# How To Calculate Rate Of Change On A Graph

The rate of change is the rate at which something is happening. In mathematics the rate of change is the rate at which a function is changing. The most common way to measure the rate of change is to take the difference between two points on a graph and divide by the time it took to make that change.

For example let’s say you have a graph of a car’s position over time. The position of the car is represented by the function

x(t)=4t^2+3t+2

where x is the position of the car (in meters) and t is the time (in seconds). If we take the difference between two points on this graph say x(5)-x(3) we can find the rate of change of the car’s position over that time period. In this case the difference between the two points is

x(5)-x(3)=4(5)^2+3(5)+2-(4(3)^2+3(3)+2)=100-54=46

and the time period is 5-3=2 seconds so the rate of change is

rate of change=46/2=23 m/s.

This is the rate at which the car’s position is changing.

You can use this same method to find the rate of change of any function at any point. Just take the difference between two points on the graph and divide by the time it took to make that change.

Here are some things to keep in mind when finding the rate of change:

– Make sure you’re using the right units. In the example above we’re using meters and seconds so the rate of change is in meters per second. If we had used kilometers and hours the rate of change would be in kilometers per hour.

– The rate of change is a instantaneous rate which means it’s the rate at which something is changing at a specific instant. It’s not the average rate of change over a period of time.

– The rate of change is a function of the independent variable. In the example above the independent variable is time. This means that the rate of change is a function of t.
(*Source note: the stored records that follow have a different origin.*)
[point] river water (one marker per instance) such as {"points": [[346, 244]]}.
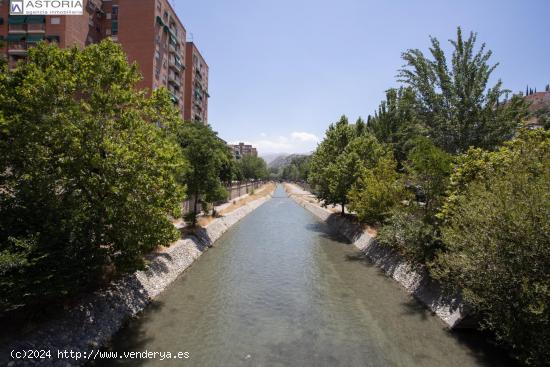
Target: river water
{"points": [[279, 289]]}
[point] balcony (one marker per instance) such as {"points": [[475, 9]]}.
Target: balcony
{"points": [[176, 64], [174, 79], [17, 47], [36, 28], [174, 98], [17, 28]]}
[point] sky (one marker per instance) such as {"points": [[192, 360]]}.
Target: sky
{"points": [[282, 71]]}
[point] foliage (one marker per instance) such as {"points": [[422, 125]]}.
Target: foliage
{"points": [[338, 136], [458, 106], [251, 167], [377, 190], [410, 235], [87, 177], [428, 169], [497, 242], [208, 157], [336, 164]]}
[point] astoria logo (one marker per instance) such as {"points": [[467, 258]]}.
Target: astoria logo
{"points": [[46, 7]]}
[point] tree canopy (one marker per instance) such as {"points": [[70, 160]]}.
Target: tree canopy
{"points": [[87, 176], [456, 102]]}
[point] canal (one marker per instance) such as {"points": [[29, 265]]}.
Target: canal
{"points": [[279, 289]]}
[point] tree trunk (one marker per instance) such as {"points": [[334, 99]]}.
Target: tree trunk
{"points": [[196, 199]]}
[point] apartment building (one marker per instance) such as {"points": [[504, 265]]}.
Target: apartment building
{"points": [[152, 35], [240, 150], [149, 31], [196, 85], [19, 32]]}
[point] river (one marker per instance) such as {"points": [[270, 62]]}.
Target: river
{"points": [[279, 289]]}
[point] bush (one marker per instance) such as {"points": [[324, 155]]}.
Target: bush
{"points": [[407, 233], [87, 178], [497, 244]]}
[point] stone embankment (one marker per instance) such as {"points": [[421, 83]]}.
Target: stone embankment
{"points": [[413, 278], [95, 319]]}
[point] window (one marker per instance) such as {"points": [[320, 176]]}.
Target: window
{"points": [[114, 27]]}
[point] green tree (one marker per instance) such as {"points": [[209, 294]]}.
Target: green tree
{"points": [[428, 170], [253, 167], [208, 158], [497, 243], [377, 191], [458, 106], [413, 229], [397, 121], [337, 163], [87, 176], [337, 138]]}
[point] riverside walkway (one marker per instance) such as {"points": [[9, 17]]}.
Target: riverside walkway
{"points": [[279, 289]]}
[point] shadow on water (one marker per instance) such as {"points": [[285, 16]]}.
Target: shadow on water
{"points": [[284, 289], [481, 345], [132, 336], [324, 231]]}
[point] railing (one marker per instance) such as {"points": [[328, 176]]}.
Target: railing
{"points": [[237, 189]]}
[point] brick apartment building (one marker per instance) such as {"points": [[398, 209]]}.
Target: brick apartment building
{"points": [[149, 31], [196, 81], [240, 150]]}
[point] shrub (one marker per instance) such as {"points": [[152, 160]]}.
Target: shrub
{"points": [[407, 233]]}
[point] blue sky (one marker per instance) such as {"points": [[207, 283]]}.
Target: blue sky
{"points": [[282, 71]]}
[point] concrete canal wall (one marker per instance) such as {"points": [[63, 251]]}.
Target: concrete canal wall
{"points": [[93, 321], [414, 279]]}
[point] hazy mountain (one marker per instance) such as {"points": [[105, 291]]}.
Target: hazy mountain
{"points": [[270, 157], [283, 160]]}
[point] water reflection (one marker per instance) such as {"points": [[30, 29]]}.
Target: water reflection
{"points": [[279, 289]]}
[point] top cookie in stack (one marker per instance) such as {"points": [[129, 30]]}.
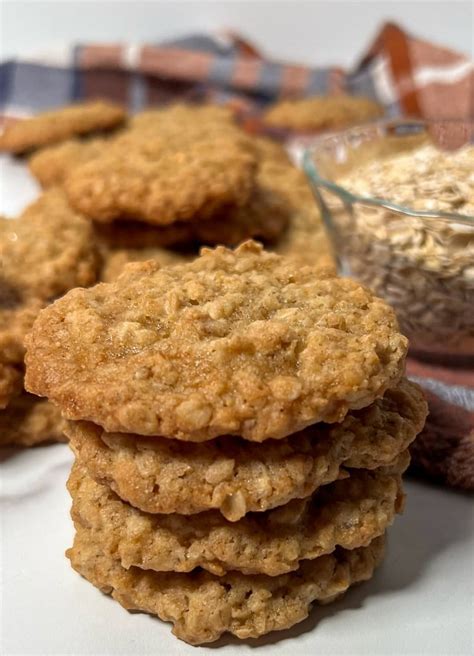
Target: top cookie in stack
{"points": [[240, 426]]}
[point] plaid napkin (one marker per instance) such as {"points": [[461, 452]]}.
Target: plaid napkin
{"points": [[407, 75]]}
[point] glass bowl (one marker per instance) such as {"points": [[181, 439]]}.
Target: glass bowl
{"points": [[421, 261]]}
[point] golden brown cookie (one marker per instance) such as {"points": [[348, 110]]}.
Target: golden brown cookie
{"points": [[61, 124], [53, 164], [29, 421], [237, 342], [349, 513], [202, 606], [48, 250], [266, 216], [322, 112], [159, 475], [11, 383], [165, 178], [16, 320]]}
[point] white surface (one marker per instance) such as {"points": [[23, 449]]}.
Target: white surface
{"points": [[420, 601], [317, 32]]}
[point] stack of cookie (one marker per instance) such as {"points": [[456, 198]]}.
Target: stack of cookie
{"points": [[47, 251], [240, 426]]}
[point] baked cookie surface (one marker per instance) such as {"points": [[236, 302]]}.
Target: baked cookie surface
{"points": [[28, 421], [48, 250], [236, 342], [202, 607], [165, 178], [60, 124], [52, 165], [160, 475]]}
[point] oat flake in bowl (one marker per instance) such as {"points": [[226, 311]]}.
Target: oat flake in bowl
{"points": [[400, 212]]}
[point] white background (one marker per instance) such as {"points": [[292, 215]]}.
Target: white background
{"points": [[311, 32], [420, 602]]}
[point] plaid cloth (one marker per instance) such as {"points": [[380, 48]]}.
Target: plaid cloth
{"points": [[407, 75]]}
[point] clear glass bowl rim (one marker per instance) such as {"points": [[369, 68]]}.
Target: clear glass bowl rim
{"points": [[348, 197]]}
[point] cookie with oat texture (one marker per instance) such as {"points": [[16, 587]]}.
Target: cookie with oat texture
{"points": [[202, 606], [349, 513], [237, 342], [228, 474], [60, 124]]}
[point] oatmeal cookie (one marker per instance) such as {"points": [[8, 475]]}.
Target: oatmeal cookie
{"points": [[322, 112], [48, 250], [29, 421], [61, 124], [115, 261], [349, 513], [162, 179], [11, 383], [202, 606], [16, 320], [266, 216], [159, 475], [234, 343], [51, 165]]}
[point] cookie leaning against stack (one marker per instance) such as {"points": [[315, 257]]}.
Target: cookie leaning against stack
{"points": [[45, 252], [207, 490]]}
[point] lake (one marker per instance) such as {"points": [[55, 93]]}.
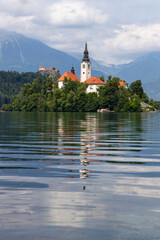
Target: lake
{"points": [[79, 176]]}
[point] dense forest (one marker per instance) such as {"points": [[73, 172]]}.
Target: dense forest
{"points": [[41, 95]]}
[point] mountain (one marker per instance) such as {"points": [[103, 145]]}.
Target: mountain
{"points": [[24, 54]]}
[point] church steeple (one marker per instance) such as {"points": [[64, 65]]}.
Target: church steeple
{"points": [[86, 54], [85, 65]]}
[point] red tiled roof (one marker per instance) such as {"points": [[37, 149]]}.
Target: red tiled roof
{"points": [[49, 69], [68, 75], [121, 84], [94, 81]]}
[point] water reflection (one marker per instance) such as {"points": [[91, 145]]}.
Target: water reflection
{"points": [[80, 171]]}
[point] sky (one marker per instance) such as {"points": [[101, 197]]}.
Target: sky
{"points": [[117, 31]]}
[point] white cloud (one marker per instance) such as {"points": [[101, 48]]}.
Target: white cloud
{"points": [[15, 23], [115, 30], [75, 13], [133, 38]]}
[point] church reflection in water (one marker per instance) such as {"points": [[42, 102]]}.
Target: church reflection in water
{"points": [[76, 142]]}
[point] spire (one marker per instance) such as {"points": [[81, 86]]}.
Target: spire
{"points": [[86, 57]]}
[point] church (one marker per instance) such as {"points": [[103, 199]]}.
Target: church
{"points": [[85, 76]]}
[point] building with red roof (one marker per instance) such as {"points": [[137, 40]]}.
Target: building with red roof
{"points": [[42, 68], [69, 76]]}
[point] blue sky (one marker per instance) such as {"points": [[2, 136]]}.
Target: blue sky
{"points": [[117, 31]]}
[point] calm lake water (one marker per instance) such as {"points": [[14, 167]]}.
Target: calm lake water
{"points": [[79, 176]]}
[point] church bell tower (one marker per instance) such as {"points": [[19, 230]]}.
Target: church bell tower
{"points": [[85, 66]]}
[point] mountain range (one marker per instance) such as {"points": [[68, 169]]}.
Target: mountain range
{"points": [[23, 54]]}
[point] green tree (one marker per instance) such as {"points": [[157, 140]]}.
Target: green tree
{"points": [[136, 88]]}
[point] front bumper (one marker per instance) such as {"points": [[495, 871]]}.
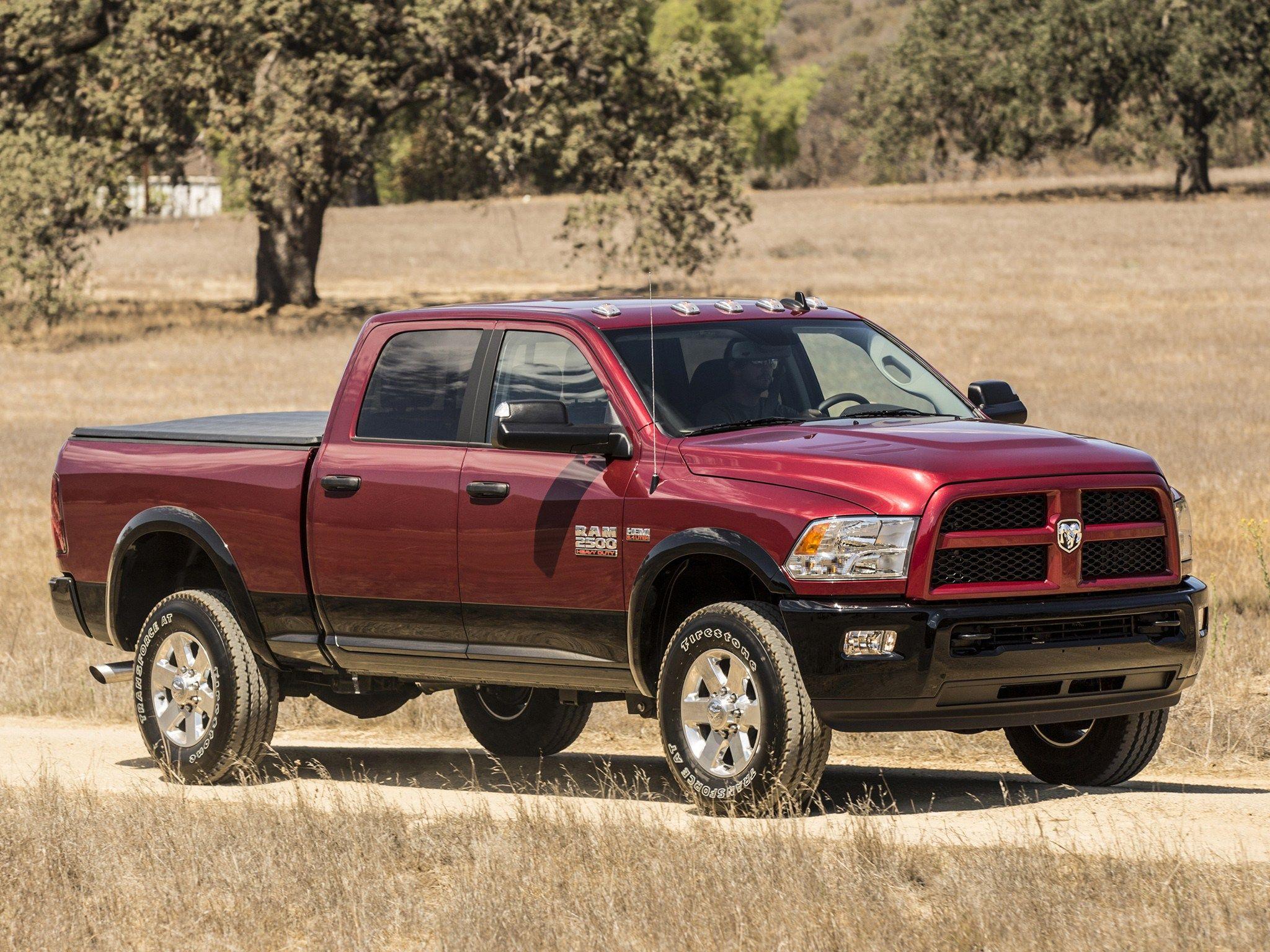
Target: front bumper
{"points": [[930, 684]]}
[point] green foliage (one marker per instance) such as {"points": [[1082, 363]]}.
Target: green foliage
{"points": [[295, 95], [48, 202], [587, 107], [1020, 79], [733, 36], [671, 193], [88, 93]]}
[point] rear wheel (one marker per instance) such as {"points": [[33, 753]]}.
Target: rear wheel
{"points": [[1090, 753], [205, 703], [511, 721], [737, 721]]}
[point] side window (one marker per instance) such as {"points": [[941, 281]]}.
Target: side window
{"points": [[418, 386], [539, 366]]}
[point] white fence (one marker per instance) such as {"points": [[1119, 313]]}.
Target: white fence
{"points": [[196, 197]]}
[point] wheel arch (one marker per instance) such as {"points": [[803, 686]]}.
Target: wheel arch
{"points": [[739, 568], [164, 550]]}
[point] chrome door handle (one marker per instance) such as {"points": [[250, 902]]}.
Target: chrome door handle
{"points": [[488, 490]]}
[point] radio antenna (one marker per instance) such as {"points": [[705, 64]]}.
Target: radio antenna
{"points": [[652, 362]]}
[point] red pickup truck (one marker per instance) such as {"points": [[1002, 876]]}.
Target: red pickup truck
{"points": [[756, 521]]}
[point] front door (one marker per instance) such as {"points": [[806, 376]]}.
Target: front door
{"points": [[384, 496], [540, 568]]}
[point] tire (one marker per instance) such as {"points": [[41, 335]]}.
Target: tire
{"points": [[233, 700], [1090, 753], [511, 721], [753, 758]]}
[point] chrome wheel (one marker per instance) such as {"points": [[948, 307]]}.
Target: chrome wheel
{"points": [[505, 703], [182, 690], [722, 712], [1064, 735]]}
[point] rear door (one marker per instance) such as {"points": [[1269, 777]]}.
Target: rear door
{"points": [[540, 566], [384, 495]]}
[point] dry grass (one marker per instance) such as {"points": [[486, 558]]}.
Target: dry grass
{"points": [[1141, 322], [99, 871]]}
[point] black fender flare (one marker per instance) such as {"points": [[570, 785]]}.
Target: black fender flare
{"points": [[701, 541], [192, 526]]}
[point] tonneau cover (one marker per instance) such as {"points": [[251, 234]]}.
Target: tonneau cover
{"points": [[298, 428]]}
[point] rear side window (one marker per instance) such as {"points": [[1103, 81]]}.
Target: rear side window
{"points": [[418, 386], [541, 366]]}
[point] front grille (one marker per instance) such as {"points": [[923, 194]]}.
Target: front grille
{"points": [[991, 564], [1122, 558], [1026, 512], [1106, 506], [985, 638]]}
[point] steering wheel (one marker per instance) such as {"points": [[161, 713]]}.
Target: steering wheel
{"points": [[824, 407]]}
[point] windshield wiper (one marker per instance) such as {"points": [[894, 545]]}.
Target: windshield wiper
{"points": [[745, 425], [894, 412]]}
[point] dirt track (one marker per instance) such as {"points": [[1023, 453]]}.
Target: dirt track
{"points": [[1223, 818]]}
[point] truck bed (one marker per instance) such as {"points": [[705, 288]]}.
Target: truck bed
{"points": [[299, 428]]}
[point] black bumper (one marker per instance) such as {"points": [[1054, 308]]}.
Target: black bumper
{"points": [[1118, 660]]}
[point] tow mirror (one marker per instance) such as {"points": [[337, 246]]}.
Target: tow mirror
{"points": [[998, 400], [544, 426]]}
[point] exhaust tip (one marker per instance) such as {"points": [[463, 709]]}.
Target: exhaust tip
{"points": [[111, 672]]}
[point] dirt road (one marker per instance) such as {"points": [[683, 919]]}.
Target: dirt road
{"points": [[1222, 818]]}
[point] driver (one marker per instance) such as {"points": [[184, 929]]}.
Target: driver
{"points": [[751, 369]]}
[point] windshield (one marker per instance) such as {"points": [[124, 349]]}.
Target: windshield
{"points": [[726, 375]]}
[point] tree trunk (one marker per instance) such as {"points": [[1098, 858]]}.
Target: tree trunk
{"points": [[286, 257], [1193, 164], [365, 190]]}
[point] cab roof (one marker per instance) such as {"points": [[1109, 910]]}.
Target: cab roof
{"points": [[631, 311]]}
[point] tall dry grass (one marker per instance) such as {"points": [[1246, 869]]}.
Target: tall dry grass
{"points": [[1141, 322], [86, 870]]}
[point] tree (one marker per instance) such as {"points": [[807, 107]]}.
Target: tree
{"points": [[48, 203], [770, 108], [564, 89], [1020, 79], [87, 94]]}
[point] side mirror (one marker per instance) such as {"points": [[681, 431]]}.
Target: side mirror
{"points": [[544, 426], [998, 400]]}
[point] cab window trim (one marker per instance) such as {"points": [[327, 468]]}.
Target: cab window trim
{"points": [[465, 410], [481, 415]]}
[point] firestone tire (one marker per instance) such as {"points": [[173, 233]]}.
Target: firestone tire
{"points": [[1090, 753], [205, 705], [521, 721], [738, 729]]}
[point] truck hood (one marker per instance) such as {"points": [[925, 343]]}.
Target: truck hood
{"points": [[893, 466]]}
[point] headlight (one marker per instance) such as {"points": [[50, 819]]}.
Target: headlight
{"points": [[854, 547], [1181, 514]]}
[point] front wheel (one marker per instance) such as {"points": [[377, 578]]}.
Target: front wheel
{"points": [[737, 721], [1090, 753], [205, 703]]}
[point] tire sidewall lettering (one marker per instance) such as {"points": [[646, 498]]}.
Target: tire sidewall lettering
{"points": [[198, 621], [705, 633]]}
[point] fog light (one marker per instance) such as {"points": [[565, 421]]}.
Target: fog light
{"points": [[873, 641]]}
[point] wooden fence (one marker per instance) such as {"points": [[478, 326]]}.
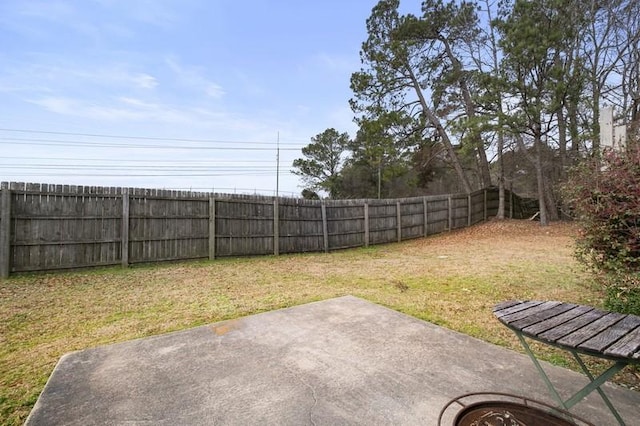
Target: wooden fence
{"points": [[49, 227]]}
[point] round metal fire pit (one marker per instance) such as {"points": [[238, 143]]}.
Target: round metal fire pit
{"points": [[497, 409]]}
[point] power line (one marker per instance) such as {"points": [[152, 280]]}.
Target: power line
{"points": [[47, 142], [125, 160], [150, 138]]}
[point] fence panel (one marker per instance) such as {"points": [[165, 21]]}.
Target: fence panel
{"points": [[438, 214], [383, 222], [300, 226], [66, 228], [345, 224], [412, 218], [244, 227], [167, 228], [459, 211], [48, 227]]}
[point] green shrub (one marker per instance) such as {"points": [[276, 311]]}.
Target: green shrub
{"points": [[605, 199]]}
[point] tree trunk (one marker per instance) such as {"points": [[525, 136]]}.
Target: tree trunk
{"points": [[435, 122], [562, 141], [470, 109], [500, 214], [544, 220], [536, 161]]}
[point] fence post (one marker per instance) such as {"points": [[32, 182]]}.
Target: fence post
{"points": [[450, 207], [366, 224], [484, 215], [276, 228], [212, 228], [426, 215], [510, 204], [325, 227], [5, 232], [124, 233], [399, 221]]}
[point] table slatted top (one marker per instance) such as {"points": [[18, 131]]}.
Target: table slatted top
{"points": [[576, 327]]}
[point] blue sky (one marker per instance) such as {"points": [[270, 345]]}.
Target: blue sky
{"points": [[221, 79]]}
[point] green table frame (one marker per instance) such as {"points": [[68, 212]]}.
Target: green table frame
{"points": [[560, 324]]}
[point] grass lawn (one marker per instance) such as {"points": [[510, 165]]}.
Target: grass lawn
{"points": [[451, 279]]}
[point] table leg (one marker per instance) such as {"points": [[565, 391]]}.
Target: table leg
{"points": [[552, 390], [594, 382]]}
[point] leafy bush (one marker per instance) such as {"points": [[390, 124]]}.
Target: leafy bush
{"points": [[605, 198]]}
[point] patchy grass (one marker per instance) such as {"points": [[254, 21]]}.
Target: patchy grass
{"points": [[451, 279]]}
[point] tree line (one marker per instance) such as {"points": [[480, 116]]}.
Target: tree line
{"points": [[472, 94]]}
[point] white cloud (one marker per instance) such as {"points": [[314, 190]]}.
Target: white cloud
{"points": [[145, 81], [193, 78], [336, 62]]}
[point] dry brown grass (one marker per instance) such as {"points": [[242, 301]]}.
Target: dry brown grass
{"points": [[451, 279]]}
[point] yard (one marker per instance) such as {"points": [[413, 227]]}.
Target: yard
{"points": [[452, 279]]}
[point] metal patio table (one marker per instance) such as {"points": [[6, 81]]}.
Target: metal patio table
{"points": [[581, 330]]}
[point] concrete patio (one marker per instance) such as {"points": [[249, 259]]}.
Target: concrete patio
{"points": [[342, 361]]}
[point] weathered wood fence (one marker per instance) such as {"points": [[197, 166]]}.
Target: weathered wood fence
{"points": [[48, 227]]}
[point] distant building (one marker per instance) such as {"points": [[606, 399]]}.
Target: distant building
{"points": [[611, 135]]}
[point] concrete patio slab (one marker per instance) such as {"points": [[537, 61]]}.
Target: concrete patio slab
{"points": [[342, 361]]}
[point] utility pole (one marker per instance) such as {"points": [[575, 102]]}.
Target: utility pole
{"points": [[278, 166]]}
You can also use calculus to find the instantaneous rate of change of a function at a specific point. This is called the derivative of the function. The derivative is the slope of the function at a specific point.

For example let’s say we want to find the instantaneous rate of change of the car’s position at t=4 seconds. We can take the derivative of the function

x(t)=4t^2+3t+2

which is

dx/dt=8t+3.

At t=4 this gives us

dx/dt=8(4)+3=35 m/s.

This is the instantaneous rate of change of the car’s position at t=4 seconds.

You can use calculus to find the rate of change of any function at any point. Just take the derivative of the function.

So there you have it! That’s how you can find the rate of change of a function at any point. Just take the difference between two points on the graph and divide by the time it took to make that change or take the derivative of the function.

## What is the rate of change of the function f(x) = x^{2}?

The rate of change of the function f(x) = x^{2} is 2x.

## How do you calculate the rate of change of a function on a graph?

To calculate the rate of change of a function on a graph you need to find the slope of the tangent line to the graph at the point in question.

## How do you find the slope of a tangent line?

To find the slope of a tangent line you need to take the derivative of the function at the point in question.

## What is the derivative of the function f(x) = x^{2}?

The derivative of the function f(x) = x^{2} is 2x.

## What is the rate of change of the function f(x) = x^{3}?

The rate of change of the function f(x) = x^{3} is 3x^{2}.

## How do you find the slope of a tangent line to a graph at a specific point?

To find the slope of a tangent line to a graph at a specific point you need to take the derivative of the function at that point.

## What is the derivative of the function f(x) = x^{3}?

The derivative of the function f(x) = x^{3} is 3x^{2}.

## What is the rate of change of the function f(x) = x^{4}?

The rate of change of the function f(x) = x^{4} is 4x^{3}.

## What is the derivative of the function f(x) = x^{4}?

The derivative of the function f(x) = x^{4} is 4x^{3}.

## What is the rate of change of the function f(x) = e^{x}?

The rate of change of the function f(x) = e^{x} is e^{x}.

## What is the derivative of the function f(x) = e^{x}?

The derivative of the function f(x) = e^{x} is e^{x}.

## What is the rate of change of the function f(x) = sin(x)?

The rate of change of the function f(x) = sin(x) is cos(x).

## What is the derivative of the function f(x) = sin(x)?

The derivative of the function f(x) = sin(x) is cos(x).

## What is the rate of change of the function f(x) = cos(x)?

The rate of change of the function f(x) = cos(x) is -sin(x).

## What is the derivative of the function f(x) = cos(x)?

The derivative of the function f(x) = cos(x) is -sin(x).